Trading Memory for CPU in a Linux application (without modifying the application, that is)

markdolar
markdolar used Ask the Experts™
on
Hello Experts,

I have here a linux based application that was recently moved onto a faster server with lots of memory and fast disks.  The application, written in C, basically performs the following steps:

Read data from a file
allocate memory for the data
add the data to a linked list
Repeat

When I run the application on the older server and monitor the CPU performance, I see it spending about 20% of its time in IO Wait and 15% in kernel mode.  When I move the application to the new fast server, it spends about 1% in IO Wait mode and 40% in kernel mode.  While this is sort of a good thing, if I run about 16 of these I can max out the CPUs my new dual quad core server.   I need to do other things on this server and this gets in the way.  When I analyze where the application is spending its time, on the old server it is mostly read and on the new server it is mostly malloc.  On the new server there is lots of free memory and on the old server memory is more limited.  In top, I can observe the memory allocation going up as the linked list is built.  The list can be very long and it can take several minutes.  

The obvious path is to rewrite the application so that the memory is allocated once at the beginning of data retrieval.  The list is not open-ended, so the amount of memory required can be determined in advance (or at least close enough).   However, changing the application will take some time and I would like to see if there is a way to tune the Linux OS to optimize performance of this application in its current state.

I can tweak system configuration paramenters, user account parameters, hardware, process priorities and stuff like that.    I could probably even patch the kernel if that would help.  The one thing I can't easily do is modify the application.  

I realize that by changing the priorities of the processes, I can "buy back" some of the throttling effect being provided by the slower I/O subsystem on the older machine.   That has the net effect of extending the time it takes to build the linked list, so doesn't count as a valid answer to this question.  What I am looking for is an approach that reduces the total time the application is spending in kernel mode.

Thank you in advance.

Comment
Watch Question

Do more with

Expert Office
EXPERT OFFICE® is a registered trademark of EXPERTS EXCHANGE®
Top Expert 2009
Commented:
Why not take the simple route and limit the number of concurrent threads / processes of this program?

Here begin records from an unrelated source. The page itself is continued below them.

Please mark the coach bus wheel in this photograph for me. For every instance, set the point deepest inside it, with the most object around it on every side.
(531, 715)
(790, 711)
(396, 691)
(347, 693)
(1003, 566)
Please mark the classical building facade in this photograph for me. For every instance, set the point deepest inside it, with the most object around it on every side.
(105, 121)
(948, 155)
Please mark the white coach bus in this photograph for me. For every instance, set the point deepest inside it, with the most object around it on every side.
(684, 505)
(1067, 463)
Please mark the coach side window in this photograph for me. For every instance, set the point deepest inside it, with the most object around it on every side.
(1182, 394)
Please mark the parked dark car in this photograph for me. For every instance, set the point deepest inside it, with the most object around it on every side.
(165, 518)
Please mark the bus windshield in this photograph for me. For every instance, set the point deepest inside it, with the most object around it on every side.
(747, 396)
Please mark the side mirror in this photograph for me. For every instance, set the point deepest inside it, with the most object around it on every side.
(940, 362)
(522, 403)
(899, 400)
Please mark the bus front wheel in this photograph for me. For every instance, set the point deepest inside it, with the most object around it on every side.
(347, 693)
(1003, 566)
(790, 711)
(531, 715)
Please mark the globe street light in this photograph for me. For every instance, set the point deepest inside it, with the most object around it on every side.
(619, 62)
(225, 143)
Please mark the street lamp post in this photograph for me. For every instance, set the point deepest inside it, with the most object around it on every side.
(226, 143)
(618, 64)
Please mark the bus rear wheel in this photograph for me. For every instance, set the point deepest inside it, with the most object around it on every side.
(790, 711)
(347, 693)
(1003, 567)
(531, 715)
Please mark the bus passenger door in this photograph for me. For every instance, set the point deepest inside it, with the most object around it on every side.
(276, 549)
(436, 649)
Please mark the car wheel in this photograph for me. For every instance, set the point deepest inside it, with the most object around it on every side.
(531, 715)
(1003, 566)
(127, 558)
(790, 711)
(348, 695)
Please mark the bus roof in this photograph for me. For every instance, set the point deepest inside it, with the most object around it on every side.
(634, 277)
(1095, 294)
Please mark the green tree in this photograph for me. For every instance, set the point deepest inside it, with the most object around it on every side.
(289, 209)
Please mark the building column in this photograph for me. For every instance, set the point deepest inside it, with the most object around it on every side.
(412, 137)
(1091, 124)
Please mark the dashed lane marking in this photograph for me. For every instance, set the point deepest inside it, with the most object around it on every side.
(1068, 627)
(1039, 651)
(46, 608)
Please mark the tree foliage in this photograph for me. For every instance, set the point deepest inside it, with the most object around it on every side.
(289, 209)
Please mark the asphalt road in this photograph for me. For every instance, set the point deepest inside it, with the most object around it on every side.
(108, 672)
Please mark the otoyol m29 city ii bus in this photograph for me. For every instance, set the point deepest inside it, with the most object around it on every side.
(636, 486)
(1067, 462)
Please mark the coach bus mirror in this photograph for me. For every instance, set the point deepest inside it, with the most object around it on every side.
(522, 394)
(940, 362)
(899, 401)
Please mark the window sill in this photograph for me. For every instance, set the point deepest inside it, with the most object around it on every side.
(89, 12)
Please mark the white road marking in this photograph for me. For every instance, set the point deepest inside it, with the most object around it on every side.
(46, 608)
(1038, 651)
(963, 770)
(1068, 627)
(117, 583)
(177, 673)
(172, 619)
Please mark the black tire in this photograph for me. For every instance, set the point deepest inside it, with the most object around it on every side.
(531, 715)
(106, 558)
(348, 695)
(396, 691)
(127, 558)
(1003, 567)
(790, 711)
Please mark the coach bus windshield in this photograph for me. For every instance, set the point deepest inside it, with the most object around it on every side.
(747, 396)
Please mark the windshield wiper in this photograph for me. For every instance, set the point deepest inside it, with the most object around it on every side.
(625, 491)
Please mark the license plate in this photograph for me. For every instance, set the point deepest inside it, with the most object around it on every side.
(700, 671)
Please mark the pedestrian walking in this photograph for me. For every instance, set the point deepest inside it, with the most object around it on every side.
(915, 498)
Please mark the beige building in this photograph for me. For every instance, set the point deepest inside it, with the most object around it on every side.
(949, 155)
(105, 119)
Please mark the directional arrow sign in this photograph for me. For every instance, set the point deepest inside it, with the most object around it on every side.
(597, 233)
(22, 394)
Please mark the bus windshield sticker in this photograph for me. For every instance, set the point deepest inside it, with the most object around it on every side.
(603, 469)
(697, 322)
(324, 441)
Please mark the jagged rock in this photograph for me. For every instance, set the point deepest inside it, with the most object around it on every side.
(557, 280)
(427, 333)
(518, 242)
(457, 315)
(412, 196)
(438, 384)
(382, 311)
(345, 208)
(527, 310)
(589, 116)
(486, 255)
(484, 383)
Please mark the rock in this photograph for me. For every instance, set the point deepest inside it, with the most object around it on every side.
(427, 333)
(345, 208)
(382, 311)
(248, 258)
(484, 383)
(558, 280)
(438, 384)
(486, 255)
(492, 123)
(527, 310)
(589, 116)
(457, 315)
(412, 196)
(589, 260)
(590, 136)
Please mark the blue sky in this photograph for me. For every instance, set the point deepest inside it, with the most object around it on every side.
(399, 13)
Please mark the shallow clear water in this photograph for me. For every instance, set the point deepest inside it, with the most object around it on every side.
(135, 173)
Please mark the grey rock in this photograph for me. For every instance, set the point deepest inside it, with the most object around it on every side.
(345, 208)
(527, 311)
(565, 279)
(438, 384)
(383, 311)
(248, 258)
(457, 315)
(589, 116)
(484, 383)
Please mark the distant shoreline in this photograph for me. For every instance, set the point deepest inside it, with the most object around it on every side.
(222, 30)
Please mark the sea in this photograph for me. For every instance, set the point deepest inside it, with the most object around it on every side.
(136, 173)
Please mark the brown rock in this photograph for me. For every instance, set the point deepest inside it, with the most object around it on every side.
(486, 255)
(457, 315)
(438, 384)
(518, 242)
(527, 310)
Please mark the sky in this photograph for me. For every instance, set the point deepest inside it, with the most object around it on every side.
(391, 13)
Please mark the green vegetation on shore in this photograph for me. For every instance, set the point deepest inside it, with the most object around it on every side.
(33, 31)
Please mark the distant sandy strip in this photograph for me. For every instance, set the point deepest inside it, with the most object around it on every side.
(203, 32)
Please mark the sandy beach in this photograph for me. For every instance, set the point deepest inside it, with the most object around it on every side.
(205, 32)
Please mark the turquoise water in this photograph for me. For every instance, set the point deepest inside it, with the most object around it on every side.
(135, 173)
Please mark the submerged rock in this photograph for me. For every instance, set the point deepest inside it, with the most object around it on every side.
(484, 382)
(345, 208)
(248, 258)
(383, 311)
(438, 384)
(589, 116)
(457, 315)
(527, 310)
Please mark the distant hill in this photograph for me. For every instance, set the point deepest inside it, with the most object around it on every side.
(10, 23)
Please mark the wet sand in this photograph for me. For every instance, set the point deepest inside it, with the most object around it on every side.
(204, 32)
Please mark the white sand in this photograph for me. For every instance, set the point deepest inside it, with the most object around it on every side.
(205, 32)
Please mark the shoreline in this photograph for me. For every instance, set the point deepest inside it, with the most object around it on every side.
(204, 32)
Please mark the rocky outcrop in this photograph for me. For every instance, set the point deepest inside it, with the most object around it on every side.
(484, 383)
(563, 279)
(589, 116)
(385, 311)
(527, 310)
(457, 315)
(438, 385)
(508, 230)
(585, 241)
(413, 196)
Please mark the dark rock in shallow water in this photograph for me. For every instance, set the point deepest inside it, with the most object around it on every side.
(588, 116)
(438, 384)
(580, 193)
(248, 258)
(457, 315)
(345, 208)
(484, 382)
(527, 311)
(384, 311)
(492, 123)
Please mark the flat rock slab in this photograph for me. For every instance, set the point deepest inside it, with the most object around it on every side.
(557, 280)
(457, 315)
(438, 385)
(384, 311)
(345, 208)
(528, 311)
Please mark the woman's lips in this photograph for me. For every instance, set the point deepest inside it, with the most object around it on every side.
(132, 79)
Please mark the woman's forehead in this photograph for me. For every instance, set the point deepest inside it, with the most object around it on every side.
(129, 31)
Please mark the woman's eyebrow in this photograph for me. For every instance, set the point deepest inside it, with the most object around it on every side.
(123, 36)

You are running 16 processes so thats 4 per CPU on avg. Sounds like a bit much if you are concerned with overall system performance.

You could definitely rewrite with a large allocation, and/or even try the Hoard allocator as a drop-in replacement. No changes are needed, just link it in place of the regular malloc.

http://www.cs.umass.edu/~emery/hoard/

Author

Commented:
Thanks for the response.   The system load as it exists currently is heavily tilted towards system CPU with malloc as call where the process is spending its time.  The code is not multi-threaded; it's actually a multi-user timesharing system.   I'm taking a closer look at Hoard to see if it will address this issue.  Thanks again.

Commented:
A lot of I/O wait and kernel mode may be a sign of paging in/out because of short memory. In this case one-time allocation may not solve the problem.
11/26 Forrester Webinar: Savings for Enterprise

How can your organization benefit from savings just by replacing your legacy backup solutions with Acronis' #CyberProtection? Join Forrester's Joe Branca and Ryan Davis from Acronis live as they explain how you can too.

Author

Commented:
Thanks for the comment.  I don't appear to have a lot of I/O wait based on the CPU information.  I am in the process of gathering I/O statistics and memory statistics, but the initial runs indicate no issues here.   Unfortunately, it takes a little time to gather the statistics because the system is controlling a real-time process and the resources that provide input into the system in real-time must be scheduled.

But, this brings up the question of how to best manage memory in Linux.  In general, memory managers can potentially have one of three mutually exclusive scenarios to manage against.  These are:

1.  Everything that is on the system right now should run as fast as possible.  There will be little or no additional load placed on the system at any random point in time.  A real-time process control system works in this fashion.   Once the system is running. demand remains constant.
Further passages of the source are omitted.